From here however the pace of the novel slows down dramatically, in fact for near 200 pages we don't actually change location, and not much of any consequence seems to happen, the only bright spot here is the character of Pelleas. I recall stopping at this point nearly halfway through the book and hoping to myself that Arthur would appear soon and the tale would actually begin to lead somewhere.

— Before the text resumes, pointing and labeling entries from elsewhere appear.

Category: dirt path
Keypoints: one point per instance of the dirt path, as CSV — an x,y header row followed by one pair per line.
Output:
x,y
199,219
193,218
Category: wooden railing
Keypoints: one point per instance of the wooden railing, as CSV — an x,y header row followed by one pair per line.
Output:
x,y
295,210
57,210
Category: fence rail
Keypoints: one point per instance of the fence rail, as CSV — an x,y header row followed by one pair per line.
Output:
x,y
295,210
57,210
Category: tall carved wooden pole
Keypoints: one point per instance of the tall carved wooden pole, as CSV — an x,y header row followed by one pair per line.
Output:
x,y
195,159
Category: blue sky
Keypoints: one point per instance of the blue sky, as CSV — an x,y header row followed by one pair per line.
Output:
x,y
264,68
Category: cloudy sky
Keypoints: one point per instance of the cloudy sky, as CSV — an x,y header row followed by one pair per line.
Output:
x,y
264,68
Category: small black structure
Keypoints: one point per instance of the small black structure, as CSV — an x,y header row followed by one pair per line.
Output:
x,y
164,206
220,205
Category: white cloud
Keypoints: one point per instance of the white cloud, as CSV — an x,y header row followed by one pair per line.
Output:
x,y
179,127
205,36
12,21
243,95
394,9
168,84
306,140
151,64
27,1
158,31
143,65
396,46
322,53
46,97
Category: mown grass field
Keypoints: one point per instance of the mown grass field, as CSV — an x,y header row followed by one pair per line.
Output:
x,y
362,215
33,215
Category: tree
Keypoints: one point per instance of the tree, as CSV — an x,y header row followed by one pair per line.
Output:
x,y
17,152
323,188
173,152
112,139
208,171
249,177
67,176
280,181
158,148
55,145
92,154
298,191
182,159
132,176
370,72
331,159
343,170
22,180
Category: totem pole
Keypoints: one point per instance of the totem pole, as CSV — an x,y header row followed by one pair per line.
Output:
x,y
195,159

At the halfway mark the novel does seem to pick up again, with the second half of the book graced with Arthur, Gawain and Mordred, and filled with numerous battles and quests. However, partly as a result of having waited till the second half of the novel to get the main story up and rolling, I feel Mr Kristian's work really starts to fall apart at this point. The story seems to jump around far too quickly, in one chapter we are in the lands of the Picts, the next we are 500 miles south in Camelot, then we are in Gaul fighting the Franks. At one point we jump 8 years ahead in the turning of page. It all feels very disjointed and I found it made for very awkward reading. It almost feels as if the author is trying to squeeze too much into the final 150 or so pages.
All this however could be forgiven were it not for the final few chapters, which genuinely made me despise the character that is Lancelot. When the aforementioned charges in to save Guinevere from her death at the pyre, he kills Agga and Bedwyr, men with whom he has fought alongside for years, his brothers in arms. In the original Arthurian story, when Lancelot kills Gareth and Gaheris, he is grief stricken and distraught, surely in this book he is as well? Not so. There is no internal monologue, no mention of sorrow or regret, nothing but a childish pining for Guinevere. Despite Mr Kristian's efforts to portray Lancelot and Guinevere as a tragic love story, by the end of this book their relationship is an utterly childish, unrealistic joke.
The end is perhaps the worst part of the book. The author may have intended it to be bitterweet and poignant. Personally I found it ridiculous. Lancelot's skills as a father are called into question when he leaves his very young son by himself and defenceless on the edge of a battlefield while he volunteers to go on a suicide charge with Arthur and his men. By the time I put this book down I despised Lancelot, if that was Mr Kristian's intenton, I commend him.
For any fan of Arthurian Literature, this book is worth a read, but a masterpiece it is most definitely not.